Et si on sait comment créer de l’inflation, c’est plus compliqué de la combattre. Jean-Claude Trichet, l’ancien président de la BCE avait coutume de dire que « l’inflation est comme la pâte à dentifrice, une fois sortie du tube, on ne sait comment remettre la pâte dans le tube ! »
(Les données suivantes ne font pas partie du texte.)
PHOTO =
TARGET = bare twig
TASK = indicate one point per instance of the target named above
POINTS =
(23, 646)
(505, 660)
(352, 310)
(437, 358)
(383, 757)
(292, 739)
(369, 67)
  • Le risque est aussi grand de voir l’excès de liquidités et la recherche de rentabilité à un moment de taux faibles créer des bulles spéculatives. Nous serions alors confrontés au paradoxe du pompier ! Toute personne qui a eu à faire face à un incendie a pu constater que les plus gros dégâts ne sont pas occasionnés par le feu, mais par l’eau. Le pompier ne peut pas prendre le risque de laisser le feu se propager ou couver sous des objets ; aussi, il arrose au maximum.
 
La critique allemande est si forte qu’un ancien responsable de la Deutsche bank et deux économistes ont publié dans le journal économique de référence, le Handelsblatt, un plaidoyer pour parer au risque d’implosion de la zone, la création d’un euro de secours, « l’euro-or » en forme de devise refuge… !
 
La mémoire collective allemande n’a pas oublié
 
  • L’hyper inflation de 1922-1924. Entre juillet 1922 et novembre 1923, le dollar va passer de 420 marks à 4 200 000 000 000 marks, soit une dévaluation de 1000 milliards % ! Le coût de la vie a été multiplié par un facteur de 1 380 milliards. Nous avons tous en mémoire les images d’allemands allant chez le boulanger avec des brouettes de billets. Les paysans refusent de vendre leurs produits contre des billets, la famine s’est installée dans le pays, le troc est réapparu…Les épargnants ont été ruinés, le chômage de masse s’est développé, des émeutes éclatent dans le pays
  • Les difficultés de l’après-guerre. Au sortir de la guerre, le pays est ruiné, occupé, désorganisé, perdu des territoires, a eu 7 millions de morts, des millions de personnes déplacées, une extrême pauvreté…une forte inflation. Le 20 juin 1948, les Etats-Unis, le Royaume-Uni et la France font une réforme monétaire, mettent fin à l’utilisation du dollar et créent le deutsche mark qui avec le plan Marshall et les trente glorieuses va être le symbole de la renaissance économique allemande.
 
Ces rappels historiques sont importants pour apprécier l’extrême sensibilité des Allemands sur les sujets monétaires, et comprendre leurs remarques sur la politique de la BCE. Nous verrons dans les prochains mois ce que va faire la BCE. Il est vraisemblable qu’il y aura une inflexion d’autant plus que depuis septembre, nous avons eu des déclarations de responsables de la BCE laissant entendre que les mesures avaient atteint leurs limites. Est-ce la fin de l’argent facile ? Est-ce la fin des taux bas ? Nous saurons dans les prochains mois, si nous aurons l’atterrissage de cette politique favorable.